First off, it seems that rather than trying to
define how you resolve hierarchical resources,
you're only defining how policies relate to each
other in some hierarchy. Is that correct? It looks
like the model URI could provide that information,
but since you then want to define some relationships
in the policy, it's not clear to me what the model
URI is used for (it would be much easier to write
these policies if the model was the only addition
and it defined everything).

> In this proposal resource model is defined for the
policy and does 
> not vary from rule to rule. For the motivation
behind this consider 
> xml document use case. One can select abstract
tree model or dom 
> model. These two models have different
requirements and different 
> syntax.

I'm a little concerned about writing policies that
only work for a particular resource framework. I
would think that I should be able to write a general
policy that says "reading requires searching" and
not have to replicate that for each resource
hierarchy I use. Why not put information about the
hierarchy model in the request instead?
 
> Resource model can specify permission
propogations. For example, 
> 'search' permission on a directory in a file
system requires 
> 'search' permission on all ancestor directories up
to the root.

How exactly will you recognize the "search" action?
There is no required or standard action attribute,
so there's no way to know what kind of action the
request is specifying. There is a line in the spec
about an action-id attribute, but there is no
description or suggestion of how to use it, and
since it's not required, there's no guarentee that
it will be in a request. It seems to me that both
the PropigationRule and Implication tags reference
some URI that is an action.

Another question: how do you know to look for "read"
or "search"? These aren't standard URIs. Are you
going to define standard action URIs to go with each
of the resource model URIs? If the models are
standard, then it seems to me that they will also
need standard actions since those actions need
standard sematics, or the models won't make sense.

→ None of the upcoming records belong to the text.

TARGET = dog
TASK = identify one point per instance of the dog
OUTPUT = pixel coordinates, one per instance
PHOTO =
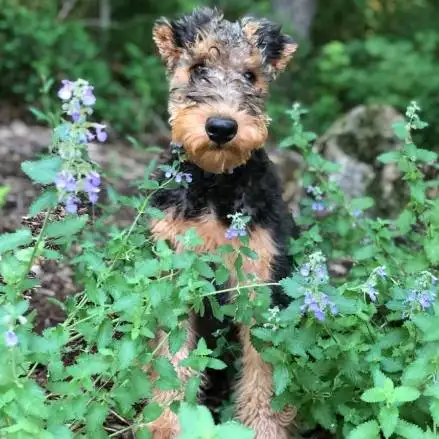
(219, 74)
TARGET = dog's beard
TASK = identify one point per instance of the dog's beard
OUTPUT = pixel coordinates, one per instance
(188, 129)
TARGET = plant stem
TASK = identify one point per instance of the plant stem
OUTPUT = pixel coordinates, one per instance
(238, 287)
(34, 252)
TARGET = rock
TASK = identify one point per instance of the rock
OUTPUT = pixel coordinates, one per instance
(289, 165)
(354, 141)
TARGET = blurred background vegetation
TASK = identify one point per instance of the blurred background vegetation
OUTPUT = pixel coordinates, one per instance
(351, 52)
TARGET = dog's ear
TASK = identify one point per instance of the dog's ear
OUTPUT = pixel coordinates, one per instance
(172, 37)
(164, 39)
(276, 48)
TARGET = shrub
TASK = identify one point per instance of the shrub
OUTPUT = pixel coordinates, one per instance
(356, 354)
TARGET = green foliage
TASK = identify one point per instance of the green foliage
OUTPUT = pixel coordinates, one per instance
(377, 52)
(356, 355)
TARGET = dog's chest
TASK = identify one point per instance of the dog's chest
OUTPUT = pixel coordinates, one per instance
(212, 232)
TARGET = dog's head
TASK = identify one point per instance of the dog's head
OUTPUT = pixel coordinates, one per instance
(219, 73)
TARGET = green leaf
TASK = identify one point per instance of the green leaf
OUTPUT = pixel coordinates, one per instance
(233, 430)
(366, 252)
(281, 378)
(127, 353)
(96, 414)
(42, 171)
(215, 363)
(388, 418)
(408, 430)
(406, 394)
(375, 394)
(434, 410)
(46, 200)
(11, 241)
(152, 412)
(362, 203)
(431, 246)
(176, 340)
(148, 267)
(60, 432)
(400, 129)
(4, 190)
(405, 221)
(292, 287)
(67, 227)
(197, 421)
(168, 378)
(143, 433)
(204, 269)
(389, 157)
(417, 191)
(192, 389)
(424, 155)
(366, 430)
(221, 275)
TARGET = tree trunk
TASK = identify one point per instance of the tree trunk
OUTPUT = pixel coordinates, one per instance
(299, 13)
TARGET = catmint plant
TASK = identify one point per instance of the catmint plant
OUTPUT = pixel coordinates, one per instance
(77, 175)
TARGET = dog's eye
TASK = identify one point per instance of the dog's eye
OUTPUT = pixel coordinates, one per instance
(250, 76)
(199, 70)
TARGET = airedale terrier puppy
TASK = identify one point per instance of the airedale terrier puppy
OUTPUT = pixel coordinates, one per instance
(219, 72)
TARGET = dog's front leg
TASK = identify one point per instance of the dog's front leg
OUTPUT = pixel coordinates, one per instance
(167, 425)
(255, 391)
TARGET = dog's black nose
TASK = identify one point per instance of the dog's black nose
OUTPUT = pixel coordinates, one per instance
(221, 130)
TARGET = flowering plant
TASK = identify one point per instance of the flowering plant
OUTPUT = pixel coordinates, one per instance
(356, 353)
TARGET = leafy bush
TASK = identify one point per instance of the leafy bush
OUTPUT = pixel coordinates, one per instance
(357, 355)
(376, 70)
(34, 43)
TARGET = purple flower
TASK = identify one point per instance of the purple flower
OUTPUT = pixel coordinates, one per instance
(169, 172)
(90, 136)
(305, 270)
(66, 91)
(88, 98)
(175, 147)
(321, 273)
(318, 207)
(74, 110)
(318, 305)
(100, 133)
(71, 204)
(372, 292)
(65, 181)
(63, 131)
(91, 185)
(418, 301)
(233, 232)
(183, 175)
(425, 300)
(10, 338)
(381, 272)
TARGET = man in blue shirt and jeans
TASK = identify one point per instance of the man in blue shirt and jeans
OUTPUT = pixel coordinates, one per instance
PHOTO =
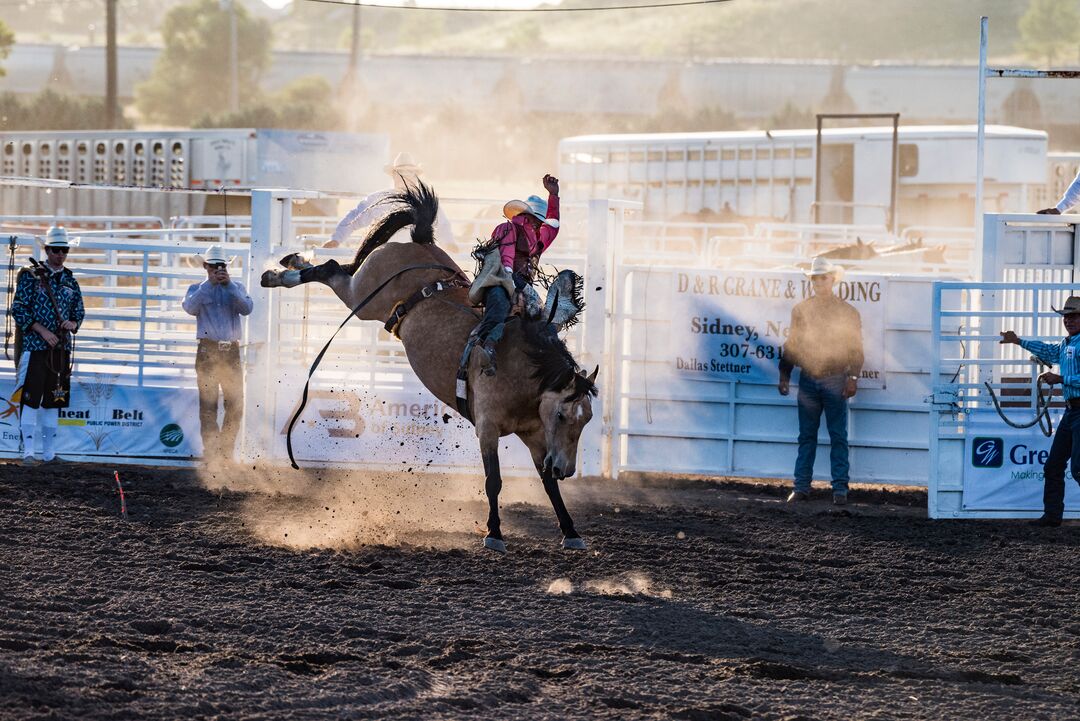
(1066, 445)
(218, 302)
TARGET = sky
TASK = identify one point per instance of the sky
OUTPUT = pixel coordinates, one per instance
(439, 3)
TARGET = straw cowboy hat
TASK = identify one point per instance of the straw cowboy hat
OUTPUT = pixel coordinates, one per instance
(1071, 307)
(215, 255)
(57, 237)
(535, 206)
(404, 164)
(823, 267)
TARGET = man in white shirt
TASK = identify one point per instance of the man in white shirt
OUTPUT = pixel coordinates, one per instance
(406, 173)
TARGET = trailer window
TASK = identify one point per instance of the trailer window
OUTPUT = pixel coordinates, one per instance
(908, 160)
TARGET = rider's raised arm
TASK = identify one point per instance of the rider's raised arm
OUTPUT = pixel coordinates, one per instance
(1049, 353)
(549, 232)
(1071, 195)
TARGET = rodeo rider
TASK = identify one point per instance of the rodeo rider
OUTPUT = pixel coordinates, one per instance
(509, 263)
(1065, 448)
(217, 304)
(48, 310)
(825, 341)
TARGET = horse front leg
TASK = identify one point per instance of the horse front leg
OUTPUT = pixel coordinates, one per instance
(493, 486)
(570, 538)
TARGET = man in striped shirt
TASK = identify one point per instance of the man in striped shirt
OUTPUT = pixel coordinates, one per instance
(1066, 445)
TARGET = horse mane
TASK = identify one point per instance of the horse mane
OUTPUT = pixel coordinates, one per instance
(419, 208)
(552, 364)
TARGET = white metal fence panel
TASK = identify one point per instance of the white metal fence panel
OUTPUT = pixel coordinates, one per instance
(982, 467)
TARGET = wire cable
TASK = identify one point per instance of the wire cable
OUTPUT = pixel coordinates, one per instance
(522, 10)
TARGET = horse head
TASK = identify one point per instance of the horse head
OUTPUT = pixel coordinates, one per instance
(564, 413)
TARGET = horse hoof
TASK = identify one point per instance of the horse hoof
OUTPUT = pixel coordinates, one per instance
(575, 544)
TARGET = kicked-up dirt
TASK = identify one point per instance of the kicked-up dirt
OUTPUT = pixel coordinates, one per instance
(694, 601)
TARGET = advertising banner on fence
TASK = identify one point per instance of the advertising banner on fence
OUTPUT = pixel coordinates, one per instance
(731, 325)
(108, 419)
(409, 429)
(1002, 470)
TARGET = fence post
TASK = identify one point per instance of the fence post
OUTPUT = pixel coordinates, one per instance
(271, 229)
(595, 438)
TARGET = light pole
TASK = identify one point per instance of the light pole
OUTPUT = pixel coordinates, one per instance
(230, 7)
(110, 64)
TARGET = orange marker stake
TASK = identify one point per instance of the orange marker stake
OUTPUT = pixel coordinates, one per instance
(123, 504)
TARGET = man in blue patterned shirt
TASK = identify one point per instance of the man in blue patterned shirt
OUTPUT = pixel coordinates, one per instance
(48, 309)
(1066, 445)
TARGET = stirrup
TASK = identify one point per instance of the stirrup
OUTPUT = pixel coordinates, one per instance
(486, 354)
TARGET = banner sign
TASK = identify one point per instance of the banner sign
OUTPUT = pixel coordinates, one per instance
(731, 325)
(108, 419)
(407, 427)
(1002, 468)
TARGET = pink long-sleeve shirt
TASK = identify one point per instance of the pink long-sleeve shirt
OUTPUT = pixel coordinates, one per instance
(518, 241)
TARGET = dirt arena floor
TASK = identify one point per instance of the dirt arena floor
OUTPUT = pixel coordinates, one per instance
(228, 598)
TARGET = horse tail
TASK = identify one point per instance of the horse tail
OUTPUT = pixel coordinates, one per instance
(418, 206)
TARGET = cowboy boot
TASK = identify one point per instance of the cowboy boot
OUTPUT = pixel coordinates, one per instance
(28, 423)
(48, 445)
(486, 352)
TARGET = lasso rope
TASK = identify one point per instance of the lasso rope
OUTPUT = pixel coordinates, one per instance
(1041, 406)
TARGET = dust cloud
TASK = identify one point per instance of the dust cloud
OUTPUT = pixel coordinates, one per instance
(348, 509)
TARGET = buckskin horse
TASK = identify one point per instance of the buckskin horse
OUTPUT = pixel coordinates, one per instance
(539, 393)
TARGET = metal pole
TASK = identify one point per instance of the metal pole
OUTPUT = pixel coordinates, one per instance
(981, 138)
(110, 64)
(233, 58)
(817, 173)
(895, 173)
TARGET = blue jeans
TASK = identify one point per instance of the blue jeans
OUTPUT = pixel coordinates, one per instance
(1064, 449)
(817, 395)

> Resource model can state that 'search' permission
on a node 
> propogates 'search' permission on all ancestor
nodes, unless 
> overwritten by other rules.

Again, I'm confused about the role of the model URI.
If a policy can suddenly redefine the way that the
resource hierarchy works, what is the model
providing? Shouldn't the model be a constant that
always defines the way a hierarchy works? I can't
specify a UFS directory that doesn't require search
permission up the tree to search the current
directory. Why? Because that would confuse things,
and make it hard for software to function correctly.
 Likewise, how will policy and PEP writers know how
to handle these sudden changes?

Along these lines, how do we know what "up" or any
other direction means? This has to be something that
is defined by the model, so the model must be
something concrete that can be looked up and used to
handle some direction.Specifically, the identifier
"up" will have to be mapped to some mechanism that
can look for the resource that is "up" and get the
accompanying policy. This is non-trivial. I would
feel much more comfortable if there was a more
concrete description of how these features were
used, not just what they're supposed to mean.

Finally, while you've clearly defined how some
relationships are laid out, I don't see anything
about how policies are supposed to be enforced. For
example, do we look at the PropigationRules and
Implications as soon as a request arrives? After the
request has been satisfied? When using the model
information to lookup the next policy "up" do we
need to apply the PropigationRules to get that
resource? What if that loops or otherwise causes the
PDP to hang? There's a lot of the "what" in this
propsal, but not a lot of the "how." I'd like to see
some of that get fleshed out. Even if XACML
shouldn't be defining any of this (though I think it
should), I'd still want some convincing arguments
that this will actually work. Like I said at the
start, I'm willing to be convinced, so these are
real questions. I'm curious about how all these
details will work together. If it can be built, if
it doesn't confuse the sematics, and if it doesn't
slow down the system too drastically, I'm willing to
give it a try.


seth


ps  I'm still a little puzzled about where this
propsal came from. The original idea was just to
define a few standard models so that children and
descendant resources could be resolved in a standard
way. Once that's done we know how to find policies
for those resources. Also, everything that's being
proposed here can already be done by using policy
references (ie, if an action of "search" is issued
on a given resource, the policy can say that the
"up" policy must be referenced). There's no standard
way to map that to the resource model, but I don't
see that this is needed if the models aren't
constants that can be used to define all interactions.